これはSmartHRの初期からの株主である前田ヒロの発言です。これまで4回に渡って、のべ100名の社員と1on1をしてもらいました。

確かに、他のスタートアップと比較すると、入社前/入社後のギャップは少ないと思います。これは採用資料の公開をはじめ、内部情報を外部にもオープンにし続けた結果だと思います。

3〜4%の社員がギャップを感じている

しかし、最近ではギャップが生まれ始めているようです。

入社後、2ヶ月たったタイミングで、私は全社員と1on1をしています。

そこでは入社前と入社後で感じたギャップについても尋ねています。
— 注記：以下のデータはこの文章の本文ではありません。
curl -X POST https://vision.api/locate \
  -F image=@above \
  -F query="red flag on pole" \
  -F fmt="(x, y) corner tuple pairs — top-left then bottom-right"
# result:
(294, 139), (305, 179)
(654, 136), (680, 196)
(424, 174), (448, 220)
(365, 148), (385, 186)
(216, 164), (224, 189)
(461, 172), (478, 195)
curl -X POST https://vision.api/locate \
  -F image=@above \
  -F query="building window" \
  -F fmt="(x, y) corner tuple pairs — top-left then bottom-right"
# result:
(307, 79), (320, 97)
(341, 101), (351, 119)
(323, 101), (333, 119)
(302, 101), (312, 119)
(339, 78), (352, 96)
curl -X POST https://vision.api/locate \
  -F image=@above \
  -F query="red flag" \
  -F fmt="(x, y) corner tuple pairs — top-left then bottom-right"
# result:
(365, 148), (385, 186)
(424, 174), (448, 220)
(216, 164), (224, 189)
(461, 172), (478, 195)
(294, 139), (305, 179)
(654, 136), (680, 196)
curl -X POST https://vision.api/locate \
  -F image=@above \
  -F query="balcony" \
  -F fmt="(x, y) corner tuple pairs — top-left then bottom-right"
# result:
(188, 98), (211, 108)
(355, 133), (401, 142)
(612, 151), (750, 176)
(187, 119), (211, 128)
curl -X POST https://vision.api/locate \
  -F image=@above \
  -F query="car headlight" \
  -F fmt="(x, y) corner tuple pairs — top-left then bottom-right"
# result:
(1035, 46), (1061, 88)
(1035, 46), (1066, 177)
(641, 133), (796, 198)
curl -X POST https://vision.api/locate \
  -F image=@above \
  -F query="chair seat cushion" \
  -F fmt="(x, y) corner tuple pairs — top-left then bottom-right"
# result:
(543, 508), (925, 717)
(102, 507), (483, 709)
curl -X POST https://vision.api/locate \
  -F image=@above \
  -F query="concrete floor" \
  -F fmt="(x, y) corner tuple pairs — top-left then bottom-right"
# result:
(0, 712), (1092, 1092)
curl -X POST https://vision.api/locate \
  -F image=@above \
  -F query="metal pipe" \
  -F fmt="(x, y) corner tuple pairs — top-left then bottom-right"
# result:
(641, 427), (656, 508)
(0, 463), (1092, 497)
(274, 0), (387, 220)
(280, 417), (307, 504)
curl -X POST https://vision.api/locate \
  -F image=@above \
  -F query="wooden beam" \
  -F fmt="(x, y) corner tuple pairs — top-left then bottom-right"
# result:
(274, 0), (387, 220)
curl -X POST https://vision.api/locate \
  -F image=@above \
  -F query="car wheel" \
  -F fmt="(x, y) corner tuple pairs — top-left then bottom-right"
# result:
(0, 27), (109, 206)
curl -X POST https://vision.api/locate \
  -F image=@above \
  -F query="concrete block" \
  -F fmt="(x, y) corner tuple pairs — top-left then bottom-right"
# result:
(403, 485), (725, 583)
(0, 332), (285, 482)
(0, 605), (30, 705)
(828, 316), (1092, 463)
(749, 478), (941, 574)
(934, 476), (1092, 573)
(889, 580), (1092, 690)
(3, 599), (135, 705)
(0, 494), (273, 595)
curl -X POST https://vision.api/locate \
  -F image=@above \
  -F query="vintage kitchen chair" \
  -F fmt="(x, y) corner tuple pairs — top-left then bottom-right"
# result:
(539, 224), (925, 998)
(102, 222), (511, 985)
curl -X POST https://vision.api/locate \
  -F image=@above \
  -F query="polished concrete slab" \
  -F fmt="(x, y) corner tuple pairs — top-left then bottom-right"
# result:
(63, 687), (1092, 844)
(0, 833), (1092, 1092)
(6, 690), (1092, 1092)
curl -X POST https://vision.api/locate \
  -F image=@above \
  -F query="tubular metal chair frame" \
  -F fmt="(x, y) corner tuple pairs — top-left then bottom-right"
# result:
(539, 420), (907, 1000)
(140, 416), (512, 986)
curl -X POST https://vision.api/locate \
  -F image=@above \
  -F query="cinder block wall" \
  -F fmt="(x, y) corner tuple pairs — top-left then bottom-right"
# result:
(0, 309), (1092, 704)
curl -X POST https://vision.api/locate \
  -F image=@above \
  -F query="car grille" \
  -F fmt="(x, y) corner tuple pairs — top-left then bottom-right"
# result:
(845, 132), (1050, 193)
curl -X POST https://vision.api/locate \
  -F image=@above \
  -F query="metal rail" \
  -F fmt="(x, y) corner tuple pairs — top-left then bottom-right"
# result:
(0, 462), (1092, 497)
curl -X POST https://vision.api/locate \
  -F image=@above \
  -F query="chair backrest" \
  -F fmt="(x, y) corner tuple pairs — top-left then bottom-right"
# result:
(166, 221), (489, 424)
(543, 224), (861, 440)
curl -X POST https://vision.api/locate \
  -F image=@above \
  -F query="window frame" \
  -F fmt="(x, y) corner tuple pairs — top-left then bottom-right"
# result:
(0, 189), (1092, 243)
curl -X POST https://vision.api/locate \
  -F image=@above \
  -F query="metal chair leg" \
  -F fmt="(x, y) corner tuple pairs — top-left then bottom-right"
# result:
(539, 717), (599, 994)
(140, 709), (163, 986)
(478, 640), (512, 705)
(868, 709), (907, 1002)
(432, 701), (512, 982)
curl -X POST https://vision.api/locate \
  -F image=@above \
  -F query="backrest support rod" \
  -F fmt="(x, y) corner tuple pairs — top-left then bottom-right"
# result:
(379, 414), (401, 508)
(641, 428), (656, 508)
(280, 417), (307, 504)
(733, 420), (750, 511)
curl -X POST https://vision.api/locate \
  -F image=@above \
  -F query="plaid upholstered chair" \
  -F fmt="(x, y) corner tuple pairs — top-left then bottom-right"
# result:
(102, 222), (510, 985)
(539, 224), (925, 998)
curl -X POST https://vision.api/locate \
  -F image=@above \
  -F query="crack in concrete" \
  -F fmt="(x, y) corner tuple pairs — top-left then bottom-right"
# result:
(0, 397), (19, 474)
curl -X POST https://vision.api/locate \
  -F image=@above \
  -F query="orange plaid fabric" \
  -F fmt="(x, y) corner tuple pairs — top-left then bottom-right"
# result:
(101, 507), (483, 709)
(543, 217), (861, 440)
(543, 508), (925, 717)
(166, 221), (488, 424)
「良いギャップ」を口にする社員も少なくないのですが、3〜4%の社員が「悪いギャップがある」と直接的、ないしは遠回しに口にします。

外から見えるより「実力主義」なカルチャー

その多くが「思っていたよりも実力主義だった」「(実力を示せないと)まわりが遠ざかっていくように感じる」「(実力を示せないと)手を差し伸べてくれなくなる」というものです。

おそらく、会社の雰囲気を伝えるために発信していた「部活動」の様子などが多く目に触れた結果、とても牧歌的なカルチャーの印象を少なからず与えてしまっていたようです。

これは、採用PRで推すべきポイントを間違えた、我々のミスです。

優秀な人は、優秀な人と働きたい

チームのやる気を最大に高めるのは、優れたチームメンバーが、つまり、ともに切磋琢磨しながらすばらしい仕事ができるメンバーがそろっていることだ。 (参照元

有名な Netflix Culture Deck からの引用です。これはスタートアップ界隈では市民権を得ている思想だと思いますし、私も同じ思想です。

経営陣が従業員のためにできる最善のことは、一緒に働く同僚にハイパフォーマーだけを採用することだと学んだ。これはテーブルサッカーの台を設置したり、無料で寿司を提供したり、膨大な契約ボーナスやストック・オプションを与えたりするよりずっと優れた従業員特典だ。優秀な同僚と、明確な目的意識、達成すべき成果の周知徹底――この組み合わせが、パワフルな組織の秘訣である。 (参照元

この思想にのっとると、会社として対処すべきギャップではないようにも感じます。

これは「いいことなのか?」と最初は迷った

最初、パッと「いいことでは?」と思ったのですが、すぐに「本当にいいことなのか......?」と迷いました。そのことはこのブログでも書いています。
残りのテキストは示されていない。